## Statistical Time

or Timeless Causality

**Thomas Kehrenberg**

21^{st} April 2022

PAL reading group

#### Can we get causality/time-ordering from observational data

that doesn’t have time stamps?

### Refresher on Bayesian networks

Bayesian networks are just visual representations of independencies.

\(P(x_1, ..., x_n)=\prod_i P(x_i|pa(x_i))\)

in this case:

\(P(A, B, C, D, E)=P(A)P(B|A)P(C|B)P(D|B)P(E|A,C)\)

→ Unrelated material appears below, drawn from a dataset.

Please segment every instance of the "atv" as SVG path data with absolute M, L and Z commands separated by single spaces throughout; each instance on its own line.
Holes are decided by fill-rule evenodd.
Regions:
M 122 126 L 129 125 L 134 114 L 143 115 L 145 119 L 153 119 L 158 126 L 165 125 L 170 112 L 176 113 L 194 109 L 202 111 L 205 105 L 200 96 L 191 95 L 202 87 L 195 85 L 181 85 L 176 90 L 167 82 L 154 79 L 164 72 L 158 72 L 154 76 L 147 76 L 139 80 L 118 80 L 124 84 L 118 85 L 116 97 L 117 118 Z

### Do the arrows indicate causality?

No.

### These two imply the same factorization

\(P(A,B)=P(A)P(B|A)\)

\(P(A,B)=P(B)P(A|B)\)

So: meaningless arrows for now

### Can we at least infer the meaningless arrows

from observational data?

### With 3 nodes, it’s also not guaranteed.

\(P(A, B, C) \\= P(C|A)P(B|A)P(A)\)

so: \(P(C|A,B)=P(C|A)\)

so: \(B\perp C|A\)

\(P(A, B, C)\\=P(C|A)P(A|B)P(B)\)

so: \(P(C|A,B)=P(C|A)\)

so: \(B\perp C|A\)

### But with a collider we can!

implied factorization: \(P(A, B, C) = P(C|A, B)P(A)P(B)\)

so: \(P(A|B)=P(A)\)

so: \(A\perp B\)

(but: \(A\not\perp C\quad B\not\perp C\quad A\not\perp C|B\quad B\not\perp C|A\quad A\not\perp B|C\))

### There are 25 possible DAGs with 3 nodes

### Remember: the rules for reading off independencies simply follow

from what the DAG implies about how the joint probability factorizes.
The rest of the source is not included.